Each teams' poster abstracts are listed below:

 

First Place
Understanding and Predicting Project Payment Latency
Team: Theo Ginting, Erika Ergart, Rassul Yeshpayev, and Sheng Yang Chou

Abstract:
This study develops an order-to-cash process map predictive solution to better understand construction project payment latency pre- and post-covid-19. In construction projects, the day a project is sold (and past rescission) to the time payment is received or installment is first accepted is defined as “order-to-cash.” This time window often has many sequential or overlapping tasks that must be performed before the company receives its payment. The motivation for our study is that while order-to-cash is often a challenge to predict and minimize prior to covid-19, it has been even more challenging for businesses to estimate since the pandemic. The risks of delayed processes and delay customer payments can hurt the company’s solvency and financial stability. In collaboration with a national construction company, we develop an order-to-cash process map and redesign their predictive modeling approach to show where the most uncertainty is coming from and provide empirical-based operational recommendations showing how they could reduce order-to-cash not only prior to the pandemic but also during. Our solution was able to improve predictive accuracy during all time periods in our study.

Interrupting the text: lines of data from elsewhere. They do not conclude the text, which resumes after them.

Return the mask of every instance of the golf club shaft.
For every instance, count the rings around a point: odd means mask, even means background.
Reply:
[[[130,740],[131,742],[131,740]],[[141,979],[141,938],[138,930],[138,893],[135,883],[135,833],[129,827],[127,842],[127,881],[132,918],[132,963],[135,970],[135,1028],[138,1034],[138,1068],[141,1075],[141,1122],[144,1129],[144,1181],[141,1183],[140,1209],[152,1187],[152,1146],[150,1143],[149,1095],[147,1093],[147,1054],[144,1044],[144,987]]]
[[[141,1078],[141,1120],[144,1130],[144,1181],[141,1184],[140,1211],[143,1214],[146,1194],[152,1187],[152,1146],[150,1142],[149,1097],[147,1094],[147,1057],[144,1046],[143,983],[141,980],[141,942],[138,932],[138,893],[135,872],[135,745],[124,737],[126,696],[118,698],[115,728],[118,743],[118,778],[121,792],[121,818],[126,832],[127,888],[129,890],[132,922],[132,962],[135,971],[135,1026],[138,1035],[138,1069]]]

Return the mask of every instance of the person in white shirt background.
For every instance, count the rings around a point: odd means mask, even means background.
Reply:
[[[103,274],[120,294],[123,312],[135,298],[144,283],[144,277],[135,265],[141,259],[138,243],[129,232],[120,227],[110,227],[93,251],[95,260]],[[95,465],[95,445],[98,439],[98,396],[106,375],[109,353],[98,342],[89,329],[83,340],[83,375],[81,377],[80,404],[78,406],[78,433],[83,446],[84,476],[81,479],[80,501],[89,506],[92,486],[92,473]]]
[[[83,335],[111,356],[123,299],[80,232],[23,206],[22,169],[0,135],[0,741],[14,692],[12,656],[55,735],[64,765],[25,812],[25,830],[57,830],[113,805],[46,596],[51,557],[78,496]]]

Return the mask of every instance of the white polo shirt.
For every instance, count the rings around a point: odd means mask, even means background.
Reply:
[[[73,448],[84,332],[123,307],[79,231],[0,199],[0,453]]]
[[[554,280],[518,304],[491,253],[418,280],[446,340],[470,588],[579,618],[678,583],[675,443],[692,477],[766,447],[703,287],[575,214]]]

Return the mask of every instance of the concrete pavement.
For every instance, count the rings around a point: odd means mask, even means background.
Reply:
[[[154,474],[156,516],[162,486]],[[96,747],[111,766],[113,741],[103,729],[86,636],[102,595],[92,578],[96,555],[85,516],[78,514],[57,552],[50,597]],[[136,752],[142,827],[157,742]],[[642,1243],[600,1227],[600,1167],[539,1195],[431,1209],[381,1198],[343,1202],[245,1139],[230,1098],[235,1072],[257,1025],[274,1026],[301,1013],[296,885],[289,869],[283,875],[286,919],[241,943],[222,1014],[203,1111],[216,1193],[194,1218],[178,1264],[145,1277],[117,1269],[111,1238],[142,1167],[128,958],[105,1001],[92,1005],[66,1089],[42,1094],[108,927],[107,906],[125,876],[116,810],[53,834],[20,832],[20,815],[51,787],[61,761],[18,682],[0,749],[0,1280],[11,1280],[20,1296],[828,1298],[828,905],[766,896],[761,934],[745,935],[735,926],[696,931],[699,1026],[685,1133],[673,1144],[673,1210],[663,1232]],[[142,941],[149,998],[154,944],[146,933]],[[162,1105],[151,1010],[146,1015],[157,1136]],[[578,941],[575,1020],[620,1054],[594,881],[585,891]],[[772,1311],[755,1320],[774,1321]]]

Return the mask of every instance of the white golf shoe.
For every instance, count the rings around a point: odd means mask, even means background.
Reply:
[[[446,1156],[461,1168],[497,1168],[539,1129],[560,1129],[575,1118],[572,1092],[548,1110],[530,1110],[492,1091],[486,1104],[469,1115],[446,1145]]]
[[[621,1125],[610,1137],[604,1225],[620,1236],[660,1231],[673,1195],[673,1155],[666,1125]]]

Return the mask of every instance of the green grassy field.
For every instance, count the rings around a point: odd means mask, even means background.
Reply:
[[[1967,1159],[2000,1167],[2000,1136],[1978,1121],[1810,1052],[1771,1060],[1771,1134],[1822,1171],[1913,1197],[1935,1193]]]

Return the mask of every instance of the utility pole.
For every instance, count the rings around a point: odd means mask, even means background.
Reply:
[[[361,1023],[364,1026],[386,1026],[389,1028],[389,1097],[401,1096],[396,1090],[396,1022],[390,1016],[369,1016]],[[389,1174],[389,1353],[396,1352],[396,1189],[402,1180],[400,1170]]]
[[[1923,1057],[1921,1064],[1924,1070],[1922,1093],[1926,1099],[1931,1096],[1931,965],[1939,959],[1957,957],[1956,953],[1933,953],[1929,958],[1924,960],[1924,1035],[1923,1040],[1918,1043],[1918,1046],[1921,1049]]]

We believe practitioners and scholars alike focused on pre-and post-pandemic forecasting, particularly related to accounts receivable or queuing-based problems would find our work valuable.

Third Place
Feature Engineering for Sparse Demand Prediction
Team: Hsiao Yu Hsu, Robyn Campbell, Stefanie Walsh, and Zinnia Arshad

Abstract:
This study provides feature engineering recommendations for predictive modelers, data scientists, and analytics practitioners on how to improve demand forecasts for sparsely demanded specialized products based on collaborative experiments with a national auto parts retailer. Any seasoned modeler knows that predictive modeling is a process and there are many possibilities on how one might clean, pre-process, and format their data prior to training a model. Additional complexity often arises based on the problem characteristics (e.g., temporal response, intermittent demand, sparse demand, etc.) that can make identifying the signal from the noise even more challenging. In the field there is often some discussion of “the art with the science” on best practices to perform to achieve model accuracy good enough to support major business decisions. While there are many suggestions on methodologies for problem types, and general feature engineering ideas, there is no large-scale study to date that provides an in-depth empirical investigation of feature engineering approaches and their associated predictive gains when trying to predict sparse demand – which is one of the most challenging prediction problem classes one can encounter in practice. In collaboration with a large national auto parts retailer, we develop predictive models to predict demand for 47k+ products where 26k of them have less than five units sold in a year. Problems such as these are common in medicines, specialty products, and auto and military spares. What is novel about our study is that we run thousands of feature engineering experiments to identify where we see cross-validated predictive gains for a set of common predictive modeling algorithms. For example, various categorical encoding schemes (one-hot, frequency, label, hash, and target encodings), various scaling/transformation techniques, outlier handling for numeric data types, as well as variable fusion strategies such as interactions, powers, and ratios. This work is unique as much of the literature focuses on predicting product demand with larger quantities (non-sparse demand), supervised learning methods, or general feature engineering ideas. We show how to implement a similar large-scale feature engineering study, provide empirical insights of where we achieved noticeable gains, and why what we realized with our data could likely work with your sparse demand problem.